One of the dangers in using someone else's API to build an application or mashup is that it could change with side-effects you weren't counting on. That happened to us this morning, when an application we've been building that combines Ruby on Rails with the GoogleMaps and Flickr APIs started acting strangely.

On the day targeted for a customer demo - the markers stopped showing up on the GoogleMap. This only happened in Firefox - things were well in Safari and even IE7. Luckily I have Firebug installed in Firefox and therefore the error was quick to be found: "Bd(a, b, true).push is not a function ". Yeah, right.

A quick check of the GoogleMap group and it was clear that an API update was causing the problems.

You can define the version of the API you want to use in your JavaScript, so adding the version number of the API version that didn't show the problems was easy enough.

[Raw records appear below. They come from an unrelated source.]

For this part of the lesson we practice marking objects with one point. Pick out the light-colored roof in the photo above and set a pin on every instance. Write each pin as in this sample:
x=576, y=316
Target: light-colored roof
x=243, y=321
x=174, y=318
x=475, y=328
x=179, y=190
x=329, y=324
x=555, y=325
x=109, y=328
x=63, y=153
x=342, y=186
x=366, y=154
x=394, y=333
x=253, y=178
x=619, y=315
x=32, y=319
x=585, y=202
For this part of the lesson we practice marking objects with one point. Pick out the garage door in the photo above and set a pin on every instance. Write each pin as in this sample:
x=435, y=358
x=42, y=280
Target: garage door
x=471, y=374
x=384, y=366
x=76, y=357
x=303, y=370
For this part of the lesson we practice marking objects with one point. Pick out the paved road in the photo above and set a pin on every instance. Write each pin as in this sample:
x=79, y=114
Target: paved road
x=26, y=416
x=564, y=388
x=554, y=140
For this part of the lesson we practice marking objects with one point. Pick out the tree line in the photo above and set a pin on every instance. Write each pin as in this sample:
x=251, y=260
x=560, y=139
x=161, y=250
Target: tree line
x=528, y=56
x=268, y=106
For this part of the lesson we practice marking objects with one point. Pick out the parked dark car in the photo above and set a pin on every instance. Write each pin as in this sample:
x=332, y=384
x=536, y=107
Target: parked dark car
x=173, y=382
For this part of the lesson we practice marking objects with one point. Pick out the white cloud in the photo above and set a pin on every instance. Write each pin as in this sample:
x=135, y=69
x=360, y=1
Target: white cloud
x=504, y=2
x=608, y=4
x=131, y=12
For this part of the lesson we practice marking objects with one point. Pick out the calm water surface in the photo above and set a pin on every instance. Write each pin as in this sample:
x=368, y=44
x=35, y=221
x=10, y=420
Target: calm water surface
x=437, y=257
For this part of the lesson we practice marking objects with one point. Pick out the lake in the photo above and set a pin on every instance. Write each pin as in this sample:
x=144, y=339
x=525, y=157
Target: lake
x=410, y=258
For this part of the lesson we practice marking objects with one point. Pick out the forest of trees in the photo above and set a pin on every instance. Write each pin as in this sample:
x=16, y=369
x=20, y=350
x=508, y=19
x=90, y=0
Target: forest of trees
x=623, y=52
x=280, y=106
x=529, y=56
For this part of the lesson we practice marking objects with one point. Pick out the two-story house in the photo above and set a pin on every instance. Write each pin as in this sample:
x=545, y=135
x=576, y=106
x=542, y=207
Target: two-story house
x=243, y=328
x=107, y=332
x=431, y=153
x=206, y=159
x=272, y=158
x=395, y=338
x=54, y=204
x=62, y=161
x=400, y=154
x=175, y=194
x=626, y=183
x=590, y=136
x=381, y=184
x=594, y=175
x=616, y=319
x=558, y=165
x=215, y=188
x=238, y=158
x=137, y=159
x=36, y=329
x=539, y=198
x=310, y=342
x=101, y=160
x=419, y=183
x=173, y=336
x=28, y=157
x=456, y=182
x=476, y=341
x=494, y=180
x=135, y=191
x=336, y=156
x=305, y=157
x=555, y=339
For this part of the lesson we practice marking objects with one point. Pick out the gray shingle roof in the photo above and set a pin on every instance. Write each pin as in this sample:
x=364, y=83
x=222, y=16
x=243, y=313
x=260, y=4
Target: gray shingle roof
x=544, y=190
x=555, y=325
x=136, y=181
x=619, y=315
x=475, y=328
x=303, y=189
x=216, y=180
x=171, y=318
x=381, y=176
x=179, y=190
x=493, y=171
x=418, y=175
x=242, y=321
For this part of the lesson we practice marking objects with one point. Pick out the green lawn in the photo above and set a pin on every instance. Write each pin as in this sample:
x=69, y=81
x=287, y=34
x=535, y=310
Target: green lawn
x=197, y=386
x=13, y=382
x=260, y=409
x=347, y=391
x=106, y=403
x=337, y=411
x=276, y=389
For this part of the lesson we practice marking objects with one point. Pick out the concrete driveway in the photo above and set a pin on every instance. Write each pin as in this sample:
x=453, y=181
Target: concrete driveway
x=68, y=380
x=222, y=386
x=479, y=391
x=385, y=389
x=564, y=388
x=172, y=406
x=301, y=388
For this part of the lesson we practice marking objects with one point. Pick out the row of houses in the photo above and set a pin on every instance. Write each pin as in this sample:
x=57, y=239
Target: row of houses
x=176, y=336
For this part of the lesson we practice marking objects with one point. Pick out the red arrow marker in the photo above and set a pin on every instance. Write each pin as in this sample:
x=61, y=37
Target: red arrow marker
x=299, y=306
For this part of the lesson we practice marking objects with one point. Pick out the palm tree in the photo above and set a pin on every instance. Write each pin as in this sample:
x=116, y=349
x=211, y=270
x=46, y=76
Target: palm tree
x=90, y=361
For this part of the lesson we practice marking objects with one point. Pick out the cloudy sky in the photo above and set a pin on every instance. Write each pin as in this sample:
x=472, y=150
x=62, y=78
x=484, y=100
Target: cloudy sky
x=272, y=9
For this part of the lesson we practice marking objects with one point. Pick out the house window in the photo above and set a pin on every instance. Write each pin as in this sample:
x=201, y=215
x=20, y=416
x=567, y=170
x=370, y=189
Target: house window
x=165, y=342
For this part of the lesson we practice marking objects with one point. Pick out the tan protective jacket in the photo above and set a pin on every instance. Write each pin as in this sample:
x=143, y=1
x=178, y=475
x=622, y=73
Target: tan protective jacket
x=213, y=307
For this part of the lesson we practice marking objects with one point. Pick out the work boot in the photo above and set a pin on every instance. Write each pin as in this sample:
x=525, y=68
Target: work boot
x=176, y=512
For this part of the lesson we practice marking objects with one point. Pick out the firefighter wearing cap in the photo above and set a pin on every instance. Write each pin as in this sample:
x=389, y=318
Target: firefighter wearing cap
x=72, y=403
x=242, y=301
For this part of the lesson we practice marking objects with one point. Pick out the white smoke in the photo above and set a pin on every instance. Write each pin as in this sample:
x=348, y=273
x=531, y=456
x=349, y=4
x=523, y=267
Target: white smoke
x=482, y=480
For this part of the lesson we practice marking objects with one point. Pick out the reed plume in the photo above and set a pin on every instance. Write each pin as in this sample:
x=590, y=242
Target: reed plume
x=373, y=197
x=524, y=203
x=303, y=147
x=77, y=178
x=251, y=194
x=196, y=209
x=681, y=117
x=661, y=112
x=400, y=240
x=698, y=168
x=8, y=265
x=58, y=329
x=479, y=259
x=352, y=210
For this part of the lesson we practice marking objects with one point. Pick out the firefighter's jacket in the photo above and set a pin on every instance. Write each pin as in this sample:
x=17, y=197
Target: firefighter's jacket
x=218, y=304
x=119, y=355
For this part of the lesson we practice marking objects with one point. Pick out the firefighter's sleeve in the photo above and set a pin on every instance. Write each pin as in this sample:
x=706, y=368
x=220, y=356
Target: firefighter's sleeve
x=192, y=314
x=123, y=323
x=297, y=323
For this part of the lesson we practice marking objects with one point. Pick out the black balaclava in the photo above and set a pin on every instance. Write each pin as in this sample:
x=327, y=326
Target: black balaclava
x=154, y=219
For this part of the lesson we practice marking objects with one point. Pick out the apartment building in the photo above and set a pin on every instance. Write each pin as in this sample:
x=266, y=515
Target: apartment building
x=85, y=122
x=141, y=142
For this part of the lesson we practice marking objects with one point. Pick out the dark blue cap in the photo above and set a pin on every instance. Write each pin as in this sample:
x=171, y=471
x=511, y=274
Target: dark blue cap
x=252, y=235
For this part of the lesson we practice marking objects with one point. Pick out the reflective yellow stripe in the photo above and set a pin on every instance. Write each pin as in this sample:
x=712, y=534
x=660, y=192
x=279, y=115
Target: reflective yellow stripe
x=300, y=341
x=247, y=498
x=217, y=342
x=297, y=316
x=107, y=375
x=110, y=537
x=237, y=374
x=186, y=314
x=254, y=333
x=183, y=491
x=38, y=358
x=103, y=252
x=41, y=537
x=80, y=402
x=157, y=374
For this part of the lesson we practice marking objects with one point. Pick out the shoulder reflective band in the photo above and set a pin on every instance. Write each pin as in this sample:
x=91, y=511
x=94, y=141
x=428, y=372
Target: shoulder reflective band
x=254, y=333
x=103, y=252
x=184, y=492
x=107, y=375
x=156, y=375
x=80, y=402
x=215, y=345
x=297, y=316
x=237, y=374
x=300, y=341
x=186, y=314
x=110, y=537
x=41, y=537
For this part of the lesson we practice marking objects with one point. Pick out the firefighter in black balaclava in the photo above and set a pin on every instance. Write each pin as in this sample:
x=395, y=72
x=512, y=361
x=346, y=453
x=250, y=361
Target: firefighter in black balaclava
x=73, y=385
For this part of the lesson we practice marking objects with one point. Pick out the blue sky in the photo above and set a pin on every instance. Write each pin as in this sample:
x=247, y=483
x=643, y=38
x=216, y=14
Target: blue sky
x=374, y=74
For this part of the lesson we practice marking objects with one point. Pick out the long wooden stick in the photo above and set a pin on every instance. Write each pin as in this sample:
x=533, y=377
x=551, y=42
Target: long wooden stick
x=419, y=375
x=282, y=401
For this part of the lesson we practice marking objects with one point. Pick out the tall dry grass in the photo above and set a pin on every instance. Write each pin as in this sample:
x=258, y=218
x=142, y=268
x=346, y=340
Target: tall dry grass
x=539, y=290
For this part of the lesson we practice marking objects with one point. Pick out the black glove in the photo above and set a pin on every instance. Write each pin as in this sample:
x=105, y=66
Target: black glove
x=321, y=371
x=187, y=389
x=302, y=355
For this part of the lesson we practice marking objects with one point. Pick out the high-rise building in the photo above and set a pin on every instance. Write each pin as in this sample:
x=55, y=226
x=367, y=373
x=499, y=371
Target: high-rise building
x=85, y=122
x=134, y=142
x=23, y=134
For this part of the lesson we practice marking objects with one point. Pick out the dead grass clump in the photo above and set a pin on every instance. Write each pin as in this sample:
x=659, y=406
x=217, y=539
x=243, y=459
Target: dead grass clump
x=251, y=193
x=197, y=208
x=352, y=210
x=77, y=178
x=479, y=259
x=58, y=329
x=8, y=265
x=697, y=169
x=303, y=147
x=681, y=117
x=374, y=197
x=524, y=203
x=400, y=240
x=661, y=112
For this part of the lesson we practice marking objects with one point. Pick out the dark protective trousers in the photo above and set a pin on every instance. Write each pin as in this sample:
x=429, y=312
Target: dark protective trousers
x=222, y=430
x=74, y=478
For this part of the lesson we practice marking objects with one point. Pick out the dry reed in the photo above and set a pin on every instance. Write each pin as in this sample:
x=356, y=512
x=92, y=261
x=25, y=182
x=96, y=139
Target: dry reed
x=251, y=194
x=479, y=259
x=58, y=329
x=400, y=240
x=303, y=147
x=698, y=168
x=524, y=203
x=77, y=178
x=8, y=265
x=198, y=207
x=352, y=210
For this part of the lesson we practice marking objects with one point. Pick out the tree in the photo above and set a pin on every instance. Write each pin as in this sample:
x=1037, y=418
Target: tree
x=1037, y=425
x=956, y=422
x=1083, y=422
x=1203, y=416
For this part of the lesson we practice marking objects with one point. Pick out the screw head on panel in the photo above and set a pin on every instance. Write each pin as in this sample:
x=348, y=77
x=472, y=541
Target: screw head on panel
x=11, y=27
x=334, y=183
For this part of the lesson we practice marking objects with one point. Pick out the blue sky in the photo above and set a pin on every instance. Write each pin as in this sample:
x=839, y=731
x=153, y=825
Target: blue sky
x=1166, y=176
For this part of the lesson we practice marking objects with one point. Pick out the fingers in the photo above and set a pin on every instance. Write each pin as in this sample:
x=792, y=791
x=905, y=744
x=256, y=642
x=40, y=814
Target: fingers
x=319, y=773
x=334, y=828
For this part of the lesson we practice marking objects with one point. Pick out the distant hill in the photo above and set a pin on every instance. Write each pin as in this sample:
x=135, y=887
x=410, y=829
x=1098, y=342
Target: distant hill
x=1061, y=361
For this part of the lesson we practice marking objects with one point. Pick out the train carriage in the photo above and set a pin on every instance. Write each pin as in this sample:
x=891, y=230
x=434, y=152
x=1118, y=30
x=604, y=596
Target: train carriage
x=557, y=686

Still, it shows the problems you can run into when you rely on someone else to provide the service.

The application we've built is to demonstrate how technologies like GoogleMaps can be used to construct customer community sites and it's been really fun to write.

Posted by Matthew at October 27, 2006 07:17 PM

Comments

Dare I mention Mapstraction? http://www.mapstraction.com/

Looks like it might just be the tool for the job, it ought to buffer you from the vagaries of the api a little, their blurb follows:

"Mapstraction is a library which provides a common API for Google, Yahoo! and Microsoft's javascript mapping APIs to enable switching from one to another as smoothly as possible. The aim of Mapstraction in mainly to protect companies building commercial products on top of Google Maps from changes to terms and conditions, the introduction of ads, or the emergence of a competing library with better maps, different imagery or preferable licensing terms."